Часто я приходила домой и находила записку, что она ушла в кино. Потом она приходила и говорила, какая это была глупая картина, но потом опять шла!
Зазвонил телефон.
– Ага, это должно быть, отец, из Тулона, счастливчик. Алло… Что значит – голос странный? У меня рот набит рисом… Льет дождь? Счастлива слышать это… А, так ты в Марселе – это еще хуже… Что? Звонил генералу? Ты, должно быть, пьян… Скажи Жан Мишелю, чтобы он замолк. Что, генерал тоже пьян?.. Ты полегче, а то тебе станет плохо… Да, даже если твой плащ совсем промок, совсем не обязательно напиваться. Рут здесь, я дам ей трубку через сек… Что?.. Да, я вижу. Одно имя мало что говорит… Ты не очень связно излагаешь, ты знаешь это. Этот шум, как будто там попугай, это Клаудин?.. Нет, серьезно, раздражает. Вот, передаю трубку Рут.
Смущенное «Алло».
– Прямо как по волшебству, правда – подумай, я в Марселе. Не давай Арлетт переедать, но скажи ей, что я ее люблю. Что тебе привезти?
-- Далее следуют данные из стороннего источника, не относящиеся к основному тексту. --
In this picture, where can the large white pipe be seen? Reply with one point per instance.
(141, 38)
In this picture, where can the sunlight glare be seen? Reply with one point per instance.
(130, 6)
– Я не знаю, но не забудь про гуся.
– Положись на меня. Я вернусь через пару дней. Погода гнусная. Пожалей бедного полицейского.
– Почему ты не носишь накидку, как французские полицейские?
– И правда, это идея. Надо будет подумать. Доброй ночи, девочка моя.
– Доброй ночи, дорогая, – сказала Арлетт, подтыкая вокруг нее одеяло.
– Доброй ночи, мама.
Арлетт не знала, радоваться ей или плакать, и спустилась вниз, чтобы налить себе немного черри бренди, что подойдет и в том и в другом случае.
Глава 17
Машина, принадлежавшая ДСТ, не слишком впечатляла. Потрепанная «симка милле», в которой нельзя было вытянуть ноги, правда, скорость она развивала приличную. То же самое относилось и к самолету, хотя в нем тоже было тесно – тренировочный реактивный самолет с одним пассажирским местом. Пилот, симпатичный круглолицый парень, который остервенело жевал жвачку и говорил фразы вроде: «Выцарапайте свои кишки и повесьте их на тобогган». А в четыре часа дня, как и обещал тот человек, комиссар уже находился на улице Сент Доминик перед устрашающими высокими дверьми и отвратительным консьержем.
– Бригадный генерал? – переспросил тот так, словно комиссар сказал что то богохульное. – Полагаю, что вас не затруднит заполнить анкету, если вы действительно имеете такое намерение.
– Ставлю десять франков против десяти, что через десять минут я окажусь внутри.
– Во вторник через две недели, милорд – если вообще у вас что то получится.
– Не могли бы вы передать вот это прямо сейчас?
– Конечно могу, – последовал негодующий ответ. Он положил листок в контейнер и загнал контейнер в металлическую трубу. – Принимаю ваше пари, но только из чистого любопытства. Только из любопытства. А еще потому, что у вас честное лицо.
– Да я все равно дам вам деньги – подкуп консьержей практикуется со времен Третьей республики.
– Лично я предпочел бы, чтобы взятка была побольше. – Но десятифранковый банкнот исчез в его кармане так, как однажды это описал канцлер: «с шумом двух борющихся гусениц».
Оба они закурили сигареты, в несколько напряженном ожидании, как два вооруженных бандита, оказавшиеся в одном салуне. Внезапно в трубе пневматической почты зашипело, и контейнер упал в металлическую корзинку. Консьерж печально покачал головой, прочел листок бумаги, издал противный звук, напоминающий свист ветра в скалах, вынул один франк из кармана, завернул его в листок и протянул Ван дер Вальку, смотревшему на все это с некоторым любопытством. «Впустите», – было написано на листке с армейской лаконичностью.